Question

Given a single-period binomial model with A(0) = 10, A(T) = 20, S(0) = 100 and S(T) = 210 with probability 0.5 and S(T) = 90 with probability 0.5. Assuming no arbitrage exists, find the price C(0) of a call option with strike price X = 150. Please show work

Answer 1

A(0) = 10 and A(T) = 20 where A(0) represents the value of the initial investment and A(T) respresents the value of the investment at time T. The ratio of these two values lead to a function known as the accumulation function expressed in terms of time T. The accumulating function for compound interest is (1+r)^(T), for simple interest is (1+r x T) and so on and so forth.

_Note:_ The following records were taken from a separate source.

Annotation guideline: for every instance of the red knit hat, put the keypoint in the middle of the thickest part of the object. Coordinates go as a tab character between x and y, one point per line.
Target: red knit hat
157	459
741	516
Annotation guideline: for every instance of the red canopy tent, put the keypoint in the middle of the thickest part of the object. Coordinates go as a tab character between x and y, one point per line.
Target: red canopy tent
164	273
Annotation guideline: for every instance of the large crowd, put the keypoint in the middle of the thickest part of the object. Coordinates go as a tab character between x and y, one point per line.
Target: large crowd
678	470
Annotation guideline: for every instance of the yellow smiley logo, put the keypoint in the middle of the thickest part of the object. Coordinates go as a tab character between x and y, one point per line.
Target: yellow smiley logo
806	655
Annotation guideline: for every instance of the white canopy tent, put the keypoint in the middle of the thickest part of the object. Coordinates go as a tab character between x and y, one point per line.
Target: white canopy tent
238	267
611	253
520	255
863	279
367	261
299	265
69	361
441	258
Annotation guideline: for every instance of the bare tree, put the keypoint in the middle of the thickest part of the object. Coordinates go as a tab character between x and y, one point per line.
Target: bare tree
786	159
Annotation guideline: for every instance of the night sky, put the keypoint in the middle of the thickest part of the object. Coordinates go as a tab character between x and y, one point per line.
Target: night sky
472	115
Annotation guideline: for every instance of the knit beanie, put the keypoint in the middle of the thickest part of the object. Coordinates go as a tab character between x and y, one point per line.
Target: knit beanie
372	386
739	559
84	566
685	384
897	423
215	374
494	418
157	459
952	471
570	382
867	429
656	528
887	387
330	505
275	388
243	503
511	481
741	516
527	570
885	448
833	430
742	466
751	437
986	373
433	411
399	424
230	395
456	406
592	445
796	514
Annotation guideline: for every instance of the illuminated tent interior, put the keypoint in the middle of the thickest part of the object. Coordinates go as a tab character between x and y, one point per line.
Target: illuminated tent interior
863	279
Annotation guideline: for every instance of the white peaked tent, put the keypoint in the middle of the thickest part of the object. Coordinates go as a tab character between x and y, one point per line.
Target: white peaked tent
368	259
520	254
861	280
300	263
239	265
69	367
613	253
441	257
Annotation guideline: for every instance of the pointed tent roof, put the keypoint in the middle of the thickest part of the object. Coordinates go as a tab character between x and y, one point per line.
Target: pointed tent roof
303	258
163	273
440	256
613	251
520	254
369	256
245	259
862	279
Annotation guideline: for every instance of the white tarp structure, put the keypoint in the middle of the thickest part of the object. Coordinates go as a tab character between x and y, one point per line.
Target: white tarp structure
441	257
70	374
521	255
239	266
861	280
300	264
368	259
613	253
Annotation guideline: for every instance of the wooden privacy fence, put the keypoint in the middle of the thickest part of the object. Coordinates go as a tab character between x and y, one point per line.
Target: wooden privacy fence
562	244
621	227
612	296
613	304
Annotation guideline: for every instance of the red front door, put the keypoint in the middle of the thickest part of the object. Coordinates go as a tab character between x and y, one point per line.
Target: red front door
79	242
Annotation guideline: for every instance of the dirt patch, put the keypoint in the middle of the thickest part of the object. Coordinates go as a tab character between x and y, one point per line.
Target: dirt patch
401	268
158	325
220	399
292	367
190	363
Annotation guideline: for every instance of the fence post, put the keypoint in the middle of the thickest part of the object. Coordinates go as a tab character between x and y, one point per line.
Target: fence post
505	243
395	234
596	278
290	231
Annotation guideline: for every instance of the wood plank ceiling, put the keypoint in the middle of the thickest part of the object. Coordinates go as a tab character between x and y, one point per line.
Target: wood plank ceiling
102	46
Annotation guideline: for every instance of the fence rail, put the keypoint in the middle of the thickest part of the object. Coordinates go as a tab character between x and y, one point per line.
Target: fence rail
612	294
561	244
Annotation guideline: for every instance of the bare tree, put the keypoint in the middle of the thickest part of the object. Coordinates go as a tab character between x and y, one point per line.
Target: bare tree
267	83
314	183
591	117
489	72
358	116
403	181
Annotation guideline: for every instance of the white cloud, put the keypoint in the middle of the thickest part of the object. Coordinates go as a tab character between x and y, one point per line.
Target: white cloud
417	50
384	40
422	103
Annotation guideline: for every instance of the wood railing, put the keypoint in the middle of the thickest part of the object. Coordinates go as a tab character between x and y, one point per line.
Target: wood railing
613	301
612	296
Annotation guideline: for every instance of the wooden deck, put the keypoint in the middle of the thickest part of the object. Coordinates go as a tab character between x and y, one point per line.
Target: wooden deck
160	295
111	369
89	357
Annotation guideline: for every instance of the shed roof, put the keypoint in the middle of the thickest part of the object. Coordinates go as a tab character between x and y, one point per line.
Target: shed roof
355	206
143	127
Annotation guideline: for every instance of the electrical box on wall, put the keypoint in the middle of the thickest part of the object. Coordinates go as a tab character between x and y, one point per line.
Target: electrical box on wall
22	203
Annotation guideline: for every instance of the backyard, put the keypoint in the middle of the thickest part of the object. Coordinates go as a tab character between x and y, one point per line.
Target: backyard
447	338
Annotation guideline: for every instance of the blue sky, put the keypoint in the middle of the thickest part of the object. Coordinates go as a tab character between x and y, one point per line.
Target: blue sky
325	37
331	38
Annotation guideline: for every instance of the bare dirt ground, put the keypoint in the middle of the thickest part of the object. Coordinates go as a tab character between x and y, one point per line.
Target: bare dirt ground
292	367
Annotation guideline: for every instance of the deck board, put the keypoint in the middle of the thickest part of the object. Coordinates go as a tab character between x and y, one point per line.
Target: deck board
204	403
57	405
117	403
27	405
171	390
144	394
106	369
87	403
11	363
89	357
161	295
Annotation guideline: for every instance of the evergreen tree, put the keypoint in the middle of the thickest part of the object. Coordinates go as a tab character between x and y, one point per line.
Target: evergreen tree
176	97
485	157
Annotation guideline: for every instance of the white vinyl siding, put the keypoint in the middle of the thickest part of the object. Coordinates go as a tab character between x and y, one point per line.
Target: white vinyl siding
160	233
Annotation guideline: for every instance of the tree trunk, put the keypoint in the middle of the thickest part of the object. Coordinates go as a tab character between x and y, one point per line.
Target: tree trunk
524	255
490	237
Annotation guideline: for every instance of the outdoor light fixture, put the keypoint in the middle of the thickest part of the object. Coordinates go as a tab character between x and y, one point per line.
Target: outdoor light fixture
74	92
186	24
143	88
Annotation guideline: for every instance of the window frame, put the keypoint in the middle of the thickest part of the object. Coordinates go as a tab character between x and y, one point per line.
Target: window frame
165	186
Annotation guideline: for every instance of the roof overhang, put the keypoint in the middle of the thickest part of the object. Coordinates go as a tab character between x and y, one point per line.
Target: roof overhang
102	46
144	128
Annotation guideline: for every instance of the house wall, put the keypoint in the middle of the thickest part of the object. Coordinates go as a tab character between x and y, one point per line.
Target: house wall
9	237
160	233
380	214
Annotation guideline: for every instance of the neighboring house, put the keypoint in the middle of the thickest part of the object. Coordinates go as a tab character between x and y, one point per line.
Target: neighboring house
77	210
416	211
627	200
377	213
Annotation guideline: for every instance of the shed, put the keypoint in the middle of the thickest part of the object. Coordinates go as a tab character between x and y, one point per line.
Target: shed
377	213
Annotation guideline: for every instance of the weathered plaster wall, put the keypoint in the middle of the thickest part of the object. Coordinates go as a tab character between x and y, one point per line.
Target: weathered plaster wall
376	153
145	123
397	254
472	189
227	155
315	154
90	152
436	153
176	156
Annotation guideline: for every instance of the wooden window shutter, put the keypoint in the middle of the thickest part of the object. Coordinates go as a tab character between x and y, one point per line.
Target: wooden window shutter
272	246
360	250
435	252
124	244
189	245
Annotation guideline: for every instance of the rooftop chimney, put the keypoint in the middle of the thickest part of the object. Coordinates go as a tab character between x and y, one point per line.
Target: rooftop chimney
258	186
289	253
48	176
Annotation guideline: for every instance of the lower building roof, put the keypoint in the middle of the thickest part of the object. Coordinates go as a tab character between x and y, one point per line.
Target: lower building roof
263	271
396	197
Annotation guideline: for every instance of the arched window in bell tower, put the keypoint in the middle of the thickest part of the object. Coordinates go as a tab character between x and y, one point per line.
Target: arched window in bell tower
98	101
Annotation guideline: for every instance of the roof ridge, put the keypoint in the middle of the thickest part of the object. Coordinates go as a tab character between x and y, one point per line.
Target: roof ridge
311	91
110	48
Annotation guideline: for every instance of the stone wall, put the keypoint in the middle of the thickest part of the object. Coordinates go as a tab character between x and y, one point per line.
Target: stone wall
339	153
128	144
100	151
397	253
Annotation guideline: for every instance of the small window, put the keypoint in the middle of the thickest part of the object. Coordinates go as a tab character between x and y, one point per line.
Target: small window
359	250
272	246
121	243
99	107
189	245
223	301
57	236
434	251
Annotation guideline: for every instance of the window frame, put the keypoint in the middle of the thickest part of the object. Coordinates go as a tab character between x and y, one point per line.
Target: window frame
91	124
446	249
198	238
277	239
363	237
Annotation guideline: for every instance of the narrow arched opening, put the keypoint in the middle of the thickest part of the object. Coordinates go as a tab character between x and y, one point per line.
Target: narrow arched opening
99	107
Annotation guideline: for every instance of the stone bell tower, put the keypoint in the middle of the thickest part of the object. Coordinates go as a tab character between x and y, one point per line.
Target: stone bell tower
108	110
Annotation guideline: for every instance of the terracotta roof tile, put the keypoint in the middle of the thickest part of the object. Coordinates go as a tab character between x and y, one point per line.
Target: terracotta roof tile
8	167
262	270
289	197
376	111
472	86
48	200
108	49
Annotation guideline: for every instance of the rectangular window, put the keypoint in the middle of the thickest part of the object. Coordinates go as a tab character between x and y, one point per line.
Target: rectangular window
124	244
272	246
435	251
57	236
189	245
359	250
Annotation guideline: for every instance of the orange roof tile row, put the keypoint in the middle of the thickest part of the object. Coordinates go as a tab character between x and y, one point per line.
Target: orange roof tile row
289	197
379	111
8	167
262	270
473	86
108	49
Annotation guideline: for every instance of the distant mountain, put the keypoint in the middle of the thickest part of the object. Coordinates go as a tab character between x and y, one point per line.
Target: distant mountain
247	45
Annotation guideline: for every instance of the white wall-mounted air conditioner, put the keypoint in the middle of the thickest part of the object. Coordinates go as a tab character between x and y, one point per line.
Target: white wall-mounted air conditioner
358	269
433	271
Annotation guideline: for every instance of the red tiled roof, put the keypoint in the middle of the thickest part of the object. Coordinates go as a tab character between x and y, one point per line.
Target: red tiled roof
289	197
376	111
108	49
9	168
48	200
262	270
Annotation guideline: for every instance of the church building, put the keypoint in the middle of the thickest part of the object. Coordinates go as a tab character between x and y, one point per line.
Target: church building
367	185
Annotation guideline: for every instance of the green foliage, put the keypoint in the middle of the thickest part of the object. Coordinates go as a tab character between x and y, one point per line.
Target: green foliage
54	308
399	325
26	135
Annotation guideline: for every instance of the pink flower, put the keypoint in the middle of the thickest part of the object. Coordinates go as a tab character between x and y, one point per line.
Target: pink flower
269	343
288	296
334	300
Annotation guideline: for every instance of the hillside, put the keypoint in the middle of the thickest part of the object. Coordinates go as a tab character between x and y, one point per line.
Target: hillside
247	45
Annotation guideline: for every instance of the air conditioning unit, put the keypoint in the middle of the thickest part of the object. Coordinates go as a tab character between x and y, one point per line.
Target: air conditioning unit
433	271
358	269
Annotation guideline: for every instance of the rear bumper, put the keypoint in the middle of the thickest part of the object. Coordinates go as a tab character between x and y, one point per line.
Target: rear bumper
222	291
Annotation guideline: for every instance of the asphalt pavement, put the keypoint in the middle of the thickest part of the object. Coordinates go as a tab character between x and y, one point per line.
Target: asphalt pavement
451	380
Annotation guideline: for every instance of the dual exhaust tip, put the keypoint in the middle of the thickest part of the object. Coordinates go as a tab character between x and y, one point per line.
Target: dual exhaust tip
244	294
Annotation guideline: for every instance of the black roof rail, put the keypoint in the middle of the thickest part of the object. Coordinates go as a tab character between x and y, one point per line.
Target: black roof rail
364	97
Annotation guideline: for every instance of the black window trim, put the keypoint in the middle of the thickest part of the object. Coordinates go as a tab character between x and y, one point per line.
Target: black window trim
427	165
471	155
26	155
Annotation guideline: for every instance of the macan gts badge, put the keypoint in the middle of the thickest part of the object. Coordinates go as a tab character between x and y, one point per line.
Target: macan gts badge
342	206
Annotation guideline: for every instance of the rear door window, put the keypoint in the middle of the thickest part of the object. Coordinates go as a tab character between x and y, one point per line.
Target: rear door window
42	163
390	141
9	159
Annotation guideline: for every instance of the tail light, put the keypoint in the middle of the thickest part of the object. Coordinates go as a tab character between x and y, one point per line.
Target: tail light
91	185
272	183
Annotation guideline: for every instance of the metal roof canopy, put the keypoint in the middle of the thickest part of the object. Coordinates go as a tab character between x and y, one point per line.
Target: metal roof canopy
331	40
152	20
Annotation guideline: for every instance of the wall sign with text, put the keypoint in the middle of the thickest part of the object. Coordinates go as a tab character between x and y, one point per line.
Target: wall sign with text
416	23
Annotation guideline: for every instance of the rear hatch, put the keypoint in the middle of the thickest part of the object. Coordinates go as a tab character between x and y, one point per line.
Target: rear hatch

In other words the accumulating function is the function thata determines the accmulation of interest on an initial investment say A(0) and leads to final investment value A(T).

In this context:

Accumulation Function = A(T) / A(0) = 20 / 10 = 2

Assuming continuous compounding we get:

2 = EXP [ r x T] where r is the continuously compounded interest rate and T is offourse the duration of our one-step binomila model (call option maturity period).

Current Asset Price = S(0) = $ 100 and Option Strike Price = X = $ 150

State 1: Price becomes S(T) = $ 210 with probability 0.5 and option payoff P1 = S(T) - X = 210 - 150 = $ 60

State 2: Price becomes S(T) = $ 90 with probability 0.5 and option payoff P2 = S(T) - X < 0 hence $ 0

Expected Payoff of Call Option = 0.5 x 60 + 0.5 x 0 = $ 30

Call Option Price at t = 0 will be = Expected Payoff of Call Option / EXP (r x T) (Present Value of Expected Payoff at t=0)

Call Option Price = 30 / EXP[r x T] = 30 / 2 = $ 15 where EXP[r x T] = 2 from the earlier definition of the accumulation function.